What happened to the rule of law? US, Pakistan and Doctor Afridi

May 30, 2012

According to the Pakistani media, Shakil Afridi, the doctor who worked with the CIA to help track down Osama bin Laden, has been jailed not for his role in trying to find the al Qaeda leader, but for colluding with the Lashkar-e-Islam militant group and its chief, Mangal Bagh, based in Pakistan’s tribal areas bordering Afghanistan. Dawn newspaper cited court documents  showing that the tribal court which sentenced him to 33 years in jail  ”did not entertain evidence relating to Dr Shakil Afridi’s involvement with the CIA, citing lack of jurisdiction as the main reason….” (Afridi was sentenced under the Frontier Crimes Regulation (FCR), a British colonial-era law used to deal with Pakistan’s Federally Administered Tribal Areas (FATA)). Instead, Afridi – arrested on May 23, 2011 shortly after the May 2 raid by U.S. forces who found and  killed bin Laden in the town of Abbottabad – was convicted on the basis of “his love for Mangal Bagh”.  “The court held that the LI (Lashkar-e-Islam) had sought the support of foreign intelligence agencies across the border in Afghanistan to wage war against the state of Pakistan and that Mr Afridi’s association with the militant outfit proved his involvement in activities inimical to the state of Pakistan.”

For the purposes of argument let’s take this account at face value -  and at this point nothing about the Afridi case should be considered “true” in any meaningful sense.  (Under the FCR he has had no opportunity to speak in public and give his side of the story and if he were under trial in a fair court of law, he would have to be assumed innocent until proven guilty.)  If he was sentenced for links to Mangal Bagh, the question of whether he was a hero or a traitor in working with the CIA is irrelevant.  So too are  the ethics of running a fake vaccination scheme to try to find bin Laden – for which Afridi stands accused not as a traitor but a bad doctor.

The only factor which is directly relevant to his 33-year sentencing is his alleged links with Mangal Bagh. 

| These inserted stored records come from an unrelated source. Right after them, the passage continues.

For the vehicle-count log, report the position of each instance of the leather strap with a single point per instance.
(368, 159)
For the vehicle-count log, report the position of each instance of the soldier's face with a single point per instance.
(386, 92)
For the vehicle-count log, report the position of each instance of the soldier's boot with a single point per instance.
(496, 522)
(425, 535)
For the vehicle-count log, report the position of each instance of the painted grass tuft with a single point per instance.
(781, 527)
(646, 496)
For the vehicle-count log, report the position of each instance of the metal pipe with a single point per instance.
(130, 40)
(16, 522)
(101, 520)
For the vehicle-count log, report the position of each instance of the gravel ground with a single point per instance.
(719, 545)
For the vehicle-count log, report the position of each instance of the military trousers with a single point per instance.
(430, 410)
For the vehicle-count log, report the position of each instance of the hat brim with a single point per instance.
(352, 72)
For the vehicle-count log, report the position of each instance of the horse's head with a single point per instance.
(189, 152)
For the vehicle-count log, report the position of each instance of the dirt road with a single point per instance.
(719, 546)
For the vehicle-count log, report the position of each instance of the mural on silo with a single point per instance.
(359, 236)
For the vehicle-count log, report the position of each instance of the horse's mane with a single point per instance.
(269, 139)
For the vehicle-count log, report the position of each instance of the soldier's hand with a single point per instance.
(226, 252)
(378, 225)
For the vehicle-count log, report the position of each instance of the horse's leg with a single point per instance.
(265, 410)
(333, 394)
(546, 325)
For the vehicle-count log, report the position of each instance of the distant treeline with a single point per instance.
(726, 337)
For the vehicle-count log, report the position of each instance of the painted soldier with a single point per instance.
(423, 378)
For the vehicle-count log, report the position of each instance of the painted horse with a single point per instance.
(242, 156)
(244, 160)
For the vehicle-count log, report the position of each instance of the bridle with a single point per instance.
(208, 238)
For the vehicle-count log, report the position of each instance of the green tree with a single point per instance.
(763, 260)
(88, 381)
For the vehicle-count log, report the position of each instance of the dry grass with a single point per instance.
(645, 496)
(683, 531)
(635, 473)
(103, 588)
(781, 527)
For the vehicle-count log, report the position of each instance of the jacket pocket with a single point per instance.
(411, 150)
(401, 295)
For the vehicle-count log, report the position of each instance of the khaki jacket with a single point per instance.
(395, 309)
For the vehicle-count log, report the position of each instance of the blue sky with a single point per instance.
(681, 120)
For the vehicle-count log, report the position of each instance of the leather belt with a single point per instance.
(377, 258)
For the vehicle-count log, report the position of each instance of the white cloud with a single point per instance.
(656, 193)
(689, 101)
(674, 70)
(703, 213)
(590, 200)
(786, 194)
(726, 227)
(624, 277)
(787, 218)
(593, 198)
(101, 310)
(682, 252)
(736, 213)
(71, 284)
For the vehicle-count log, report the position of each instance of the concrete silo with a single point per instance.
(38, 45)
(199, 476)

To make sense of this, go back to a story published by Declan Walsh at The New York Times on May 2, 2012.  “Dr. Afridi had a reputation for hustling as well as healing, and he faced multiple allegations of corruption and professional malpractice, according to officials, colleagues and government papers seen by The New York Times. At his private practice, several patients claimed he performed improper operations to make extra money, prompting a local warlord named Mangal Bagh to detain him for a week in 2008 until he paid a fine of $11,100.”

The Pakistani journalist Asad Munir had a similar story in the Express Tribune. “In 2008, on complaints from locals, reportedly Mangal Bagh summoned him and fined him one million rupees. After the fine was not paid initially, Dr Afridi was kidnapped by Mangal Bagh’s men and released only after it was paid.”

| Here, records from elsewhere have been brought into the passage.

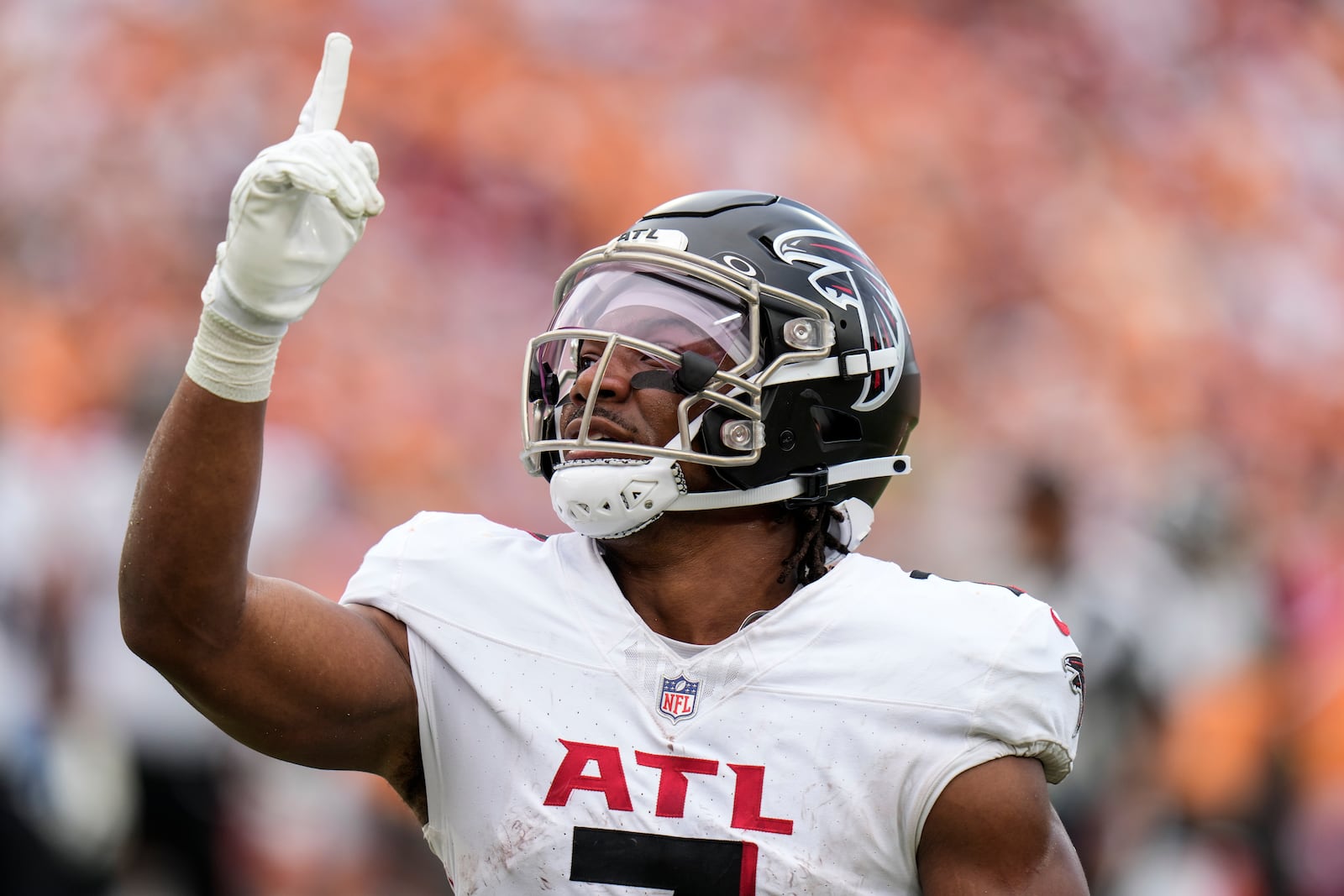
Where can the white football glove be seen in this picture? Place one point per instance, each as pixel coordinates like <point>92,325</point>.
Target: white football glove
<point>295,214</point>
<point>296,211</point>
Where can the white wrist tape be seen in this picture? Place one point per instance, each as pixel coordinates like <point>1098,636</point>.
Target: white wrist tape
<point>232,362</point>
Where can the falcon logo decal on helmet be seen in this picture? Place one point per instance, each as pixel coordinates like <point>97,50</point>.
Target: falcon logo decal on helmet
<point>846,278</point>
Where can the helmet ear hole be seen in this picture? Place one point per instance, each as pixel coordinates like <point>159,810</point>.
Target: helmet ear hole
<point>835,425</point>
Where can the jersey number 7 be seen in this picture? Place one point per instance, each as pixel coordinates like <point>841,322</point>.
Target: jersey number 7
<point>685,866</point>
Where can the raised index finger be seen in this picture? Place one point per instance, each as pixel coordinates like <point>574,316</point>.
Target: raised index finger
<point>322,112</point>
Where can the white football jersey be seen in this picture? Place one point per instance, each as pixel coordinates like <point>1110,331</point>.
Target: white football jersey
<point>569,748</point>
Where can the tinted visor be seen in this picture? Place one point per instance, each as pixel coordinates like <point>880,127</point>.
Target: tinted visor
<point>667,311</point>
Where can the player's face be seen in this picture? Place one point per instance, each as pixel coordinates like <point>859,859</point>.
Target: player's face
<point>635,401</point>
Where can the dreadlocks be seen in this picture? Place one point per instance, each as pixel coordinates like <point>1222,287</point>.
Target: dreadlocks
<point>808,560</point>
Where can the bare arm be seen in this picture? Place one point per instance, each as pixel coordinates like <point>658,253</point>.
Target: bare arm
<point>994,832</point>
<point>276,665</point>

In other words, a man who paid off his kidnappers has been sentenced to 33 years in jail under a Raj-era regulation which gives him no right to a fair trial for alleged links to those same men.

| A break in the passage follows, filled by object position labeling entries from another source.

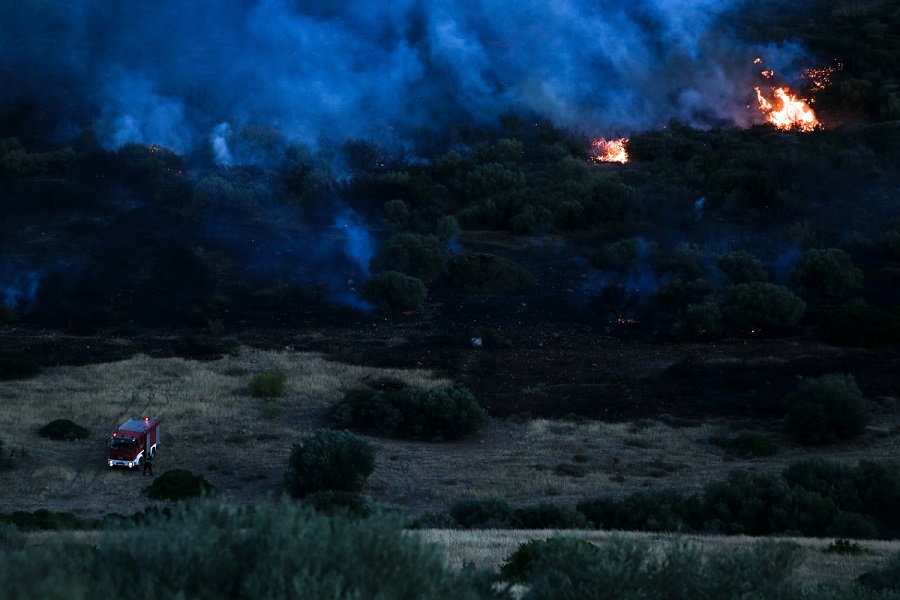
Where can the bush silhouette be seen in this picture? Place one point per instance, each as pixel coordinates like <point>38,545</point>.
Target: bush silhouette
<point>179,484</point>
<point>828,271</point>
<point>488,273</point>
<point>826,410</point>
<point>16,364</point>
<point>749,307</point>
<point>268,384</point>
<point>329,460</point>
<point>393,291</point>
<point>413,254</point>
<point>444,413</point>
<point>63,429</point>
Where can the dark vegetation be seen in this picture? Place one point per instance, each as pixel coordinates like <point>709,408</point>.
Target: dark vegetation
<point>813,497</point>
<point>268,384</point>
<point>63,429</point>
<point>434,414</point>
<point>179,484</point>
<point>329,460</point>
<point>705,237</point>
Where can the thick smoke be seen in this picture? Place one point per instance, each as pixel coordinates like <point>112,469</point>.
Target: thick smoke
<point>181,73</point>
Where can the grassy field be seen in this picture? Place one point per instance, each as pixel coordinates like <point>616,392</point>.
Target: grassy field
<point>213,426</point>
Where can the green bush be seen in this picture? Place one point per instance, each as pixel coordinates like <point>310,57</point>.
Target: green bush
<point>742,267</point>
<point>489,513</point>
<point>519,566</point>
<point>826,410</point>
<point>413,254</point>
<point>339,502</point>
<point>394,292</point>
<point>16,364</point>
<point>6,461</point>
<point>646,510</point>
<point>46,520</point>
<point>828,271</point>
<point>545,515</point>
<point>485,273</point>
<point>200,550</point>
<point>179,484</point>
<point>886,578</point>
<point>63,429</point>
<point>751,307</point>
<point>443,413</point>
<point>268,384</point>
<point>701,320</point>
<point>749,445</point>
<point>863,326</point>
<point>622,568</point>
<point>329,460</point>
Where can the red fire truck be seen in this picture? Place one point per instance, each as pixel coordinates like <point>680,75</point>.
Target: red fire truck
<point>135,440</point>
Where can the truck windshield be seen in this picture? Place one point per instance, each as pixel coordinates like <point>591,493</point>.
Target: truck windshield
<point>121,444</point>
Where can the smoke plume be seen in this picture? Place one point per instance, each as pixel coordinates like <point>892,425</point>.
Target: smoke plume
<point>181,73</point>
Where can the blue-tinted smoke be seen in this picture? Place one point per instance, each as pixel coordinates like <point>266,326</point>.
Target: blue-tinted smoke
<point>18,284</point>
<point>174,72</point>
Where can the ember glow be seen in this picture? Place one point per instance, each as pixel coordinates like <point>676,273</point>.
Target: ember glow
<point>786,111</point>
<point>820,78</point>
<point>603,150</point>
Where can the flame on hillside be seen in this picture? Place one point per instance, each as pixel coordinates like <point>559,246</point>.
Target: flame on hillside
<point>604,150</point>
<point>786,111</point>
<point>783,109</point>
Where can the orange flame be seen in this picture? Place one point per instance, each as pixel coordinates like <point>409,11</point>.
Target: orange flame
<point>792,113</point>
<point>603,150</point>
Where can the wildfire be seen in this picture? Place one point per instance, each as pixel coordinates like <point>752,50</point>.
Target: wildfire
<point>603,150</point>
<point>786,111</point>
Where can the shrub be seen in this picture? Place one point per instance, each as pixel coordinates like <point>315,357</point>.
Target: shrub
<point>46,520</point>
<point>753,306</point>
<point>828,271</point>
<point>339,502</point>
<point>520,565</point>
<point>203,550</point>
<point>745,503</point>
<point>646,510</point>
<point>16,364</point>
<point>863,326</point>
<point>329,460</point>
<point>268,384</point>
<point>844,546</point>
<point>749,445</point>
<point>826,410</point>
<point>489,513</point>
<point>443,413</point>
<point>623,568</point>
<point>179,484</point>
<point>742,267</point>
<point>63,429</point>
<point>702,320</point>
<point>551,516</point>
<point>395,292</point>
<point>6,461</point>
<point>886,578</point>
<point>485,273</point>
<point>413,254</point>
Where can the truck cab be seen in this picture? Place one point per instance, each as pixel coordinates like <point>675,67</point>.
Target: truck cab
<point>136,440</point>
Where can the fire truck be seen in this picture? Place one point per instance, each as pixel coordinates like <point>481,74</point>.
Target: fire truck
<point>134,441</point>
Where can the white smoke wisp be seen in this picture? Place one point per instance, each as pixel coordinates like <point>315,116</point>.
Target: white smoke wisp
<point>218,139</point>
<point>168,73</point>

There is very little you can say that is right about this – the fake vaccination scheme and indeed the illegality of working for a foreign intelligence service being not directly relevant to the case. (And even working for the Americans is mitigated by the fact that Pakistani newspapers published rewards offered by the CIA for information leading to the capture of bin Laden and other al Qaeda leaders.)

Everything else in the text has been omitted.